Queue simulation in Condor

This recipe explains a method to mimic PBS queues but using Condor as a batch system. There are multiple approaches to simulate that behaviour:

A) Deploying multiple schedulers

A Condor CE is, in fact, a scheduler with a single queue. We can exploit that and set up more than one scheduler, each on a machine on its own. Then the queue part of the CEID (<resource>:<port>/cream-<batchsystem>-<queue>) is used to redirect to the specified scheduler/queue. That is already implemented and works fine.

For instance we can set up 3 schedulers (queue1, queue2, queue3), each on a machine with the same hostname. Then we can send jobs to any of them like this:

glite-ce-job-submit -r vce03.pic.es:8443/cream-condor-queue1 [...] or
glite-ce-job-submit -r vce03.pic.es:8443/cream-condor-queue2 [...] or
glite-ce-job-submit -r vce03.pic.es:8443/cream-condor-queue3

CREAM and the condor_submit.sh script will call condor_submit, passing along the name of the queue as the -name argument. For instance:

condor_submit job.submit -n queue1

And that command will look up for a scheduler in host queue1 and send it the job.

What's more, we don't even have to use the real hostname of the machines. There is an attribute called SCHEDD_NAME that defines the name of the scheduler. For example, we can implement queue1 on top of a machine called machine1. We only have to define

SCHEDD_NAME = "queue1"

and then send the jobs as

glite-ce-job-submit -r vce03.pic.es:8443/cream-condor-queue1@machine1

This way, every scheduler/queue can implement different policies regarding regarding its jobs, users, etc.

B) Implement «virtual queues» using attributes (recommended)

A better way of doing this, and more on the philosofy of Condor is using attributes.
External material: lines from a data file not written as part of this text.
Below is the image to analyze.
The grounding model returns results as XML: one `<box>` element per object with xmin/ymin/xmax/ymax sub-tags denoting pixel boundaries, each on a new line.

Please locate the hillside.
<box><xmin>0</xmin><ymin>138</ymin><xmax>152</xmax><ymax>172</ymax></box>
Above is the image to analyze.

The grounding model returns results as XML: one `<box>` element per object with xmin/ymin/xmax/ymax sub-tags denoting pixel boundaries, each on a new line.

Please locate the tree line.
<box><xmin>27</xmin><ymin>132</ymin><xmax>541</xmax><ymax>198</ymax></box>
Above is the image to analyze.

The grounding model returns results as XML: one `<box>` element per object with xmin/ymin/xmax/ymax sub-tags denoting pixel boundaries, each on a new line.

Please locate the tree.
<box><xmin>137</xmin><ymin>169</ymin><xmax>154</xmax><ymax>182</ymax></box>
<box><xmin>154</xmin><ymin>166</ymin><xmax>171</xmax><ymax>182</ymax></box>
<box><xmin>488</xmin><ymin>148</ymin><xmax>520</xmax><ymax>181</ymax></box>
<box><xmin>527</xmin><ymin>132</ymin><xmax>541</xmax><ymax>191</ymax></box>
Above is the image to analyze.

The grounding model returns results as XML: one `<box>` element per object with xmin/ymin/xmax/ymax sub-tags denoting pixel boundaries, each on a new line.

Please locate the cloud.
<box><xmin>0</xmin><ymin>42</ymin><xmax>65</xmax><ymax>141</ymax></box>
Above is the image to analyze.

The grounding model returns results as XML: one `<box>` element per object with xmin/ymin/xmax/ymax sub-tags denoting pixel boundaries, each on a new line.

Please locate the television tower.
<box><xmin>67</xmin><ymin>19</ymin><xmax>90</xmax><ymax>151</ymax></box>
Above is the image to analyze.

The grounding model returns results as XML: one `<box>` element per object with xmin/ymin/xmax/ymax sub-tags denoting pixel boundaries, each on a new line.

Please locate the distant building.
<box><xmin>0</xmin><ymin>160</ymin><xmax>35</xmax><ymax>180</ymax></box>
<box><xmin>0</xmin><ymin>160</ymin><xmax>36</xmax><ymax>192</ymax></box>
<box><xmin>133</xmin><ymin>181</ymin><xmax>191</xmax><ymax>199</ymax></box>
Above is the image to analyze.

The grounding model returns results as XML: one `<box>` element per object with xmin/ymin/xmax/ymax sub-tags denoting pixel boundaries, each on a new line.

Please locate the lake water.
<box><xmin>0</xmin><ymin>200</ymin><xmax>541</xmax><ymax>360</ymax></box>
Condor attributes are the pillar of the entire batch system. They provide a powerful framework to implement extensible, flexible and very fine-grained policies. For this method to work, we have to patch CREAM condor_submit.sh script. In this script, as it has been described in the former point, the queue section of CEID is used as the scheduler. In this approach we will override this feature and add the queue of the CEID as a custom attribute to the job. Then, the job will be submitted to the default scheduler (usually localhost). For instance, a job submitted with this command:

glite-ce-job-submit -r vce03.pic.es:8443/cream-condor-queue1 [...]

condor_submit.sh gets called and generates a submit file that forwards to Condor. In order to let the scheduler to know about the queue the job comes from, we need to insert a custom attribute. This attribute specifies the virtual queue and allows the scheduler to apply the different policies. Before we come to that, condor_submit.sh has to me modified. This are the modifications required:


# Hang around for 1 day (86400 seconds) ?
# Hang around for 30 minutes (1800 seconds) ?
leave_in_queue = JobStatus == 4 && (CompletionDate =?= UNDEFINED || CompletionDate == 0 || ((CurrentTime - CompletionDate) < 1800))

# Add custom queue Attribute
if [ ! -z "$queue" ]; then
    echo "+BatchQueue=\"$queue\"" >> $submit_file

cat >> $submit_file << EOF
queue 1


#echo $queue | grep "/" >&/dev/null
## If there is a "/" we need to split out the pool and queue
#if [ "$?" == "0" ]; then
#    pool=${queue#*/}
 #    queue=${queue%/*}

#if [ -z "$queue" ]; then
#    if [ -z "$pool" ]; then
#       target="-name $queue"
#    else
#       target="-pool $pool -name $queue"
 #    fi


Until here, the jobs are now labeled with an attribute that specifies its «virtual queue» in its submit file. For example, using this attribute (BatchQueue) we can enforce a walltime limit for each virtual queue: Short (2 hours), Medium (12 hours) and Long (48 hours). This is the configuration added in the Condor to apply these policies:

# Queue simulation
IsLongJob   = ( TARGET.BatchQueue =?= "long"   )
IsMediumJob = ( TARGET.BatchQueue =?= "medium" )
IsShortJob  = ( ( $(IsLongJob) == FALSE ) && ( $(IsMediumJob) == FALSE ) )
LongJobWallTimeLimit   = ( 48 * 60 * 60 )
MediumJobWallTimeLimit = ( 12 * 60 * 60 )
ShortJobWallTimeLimit  = (  2 * 60 * 60 )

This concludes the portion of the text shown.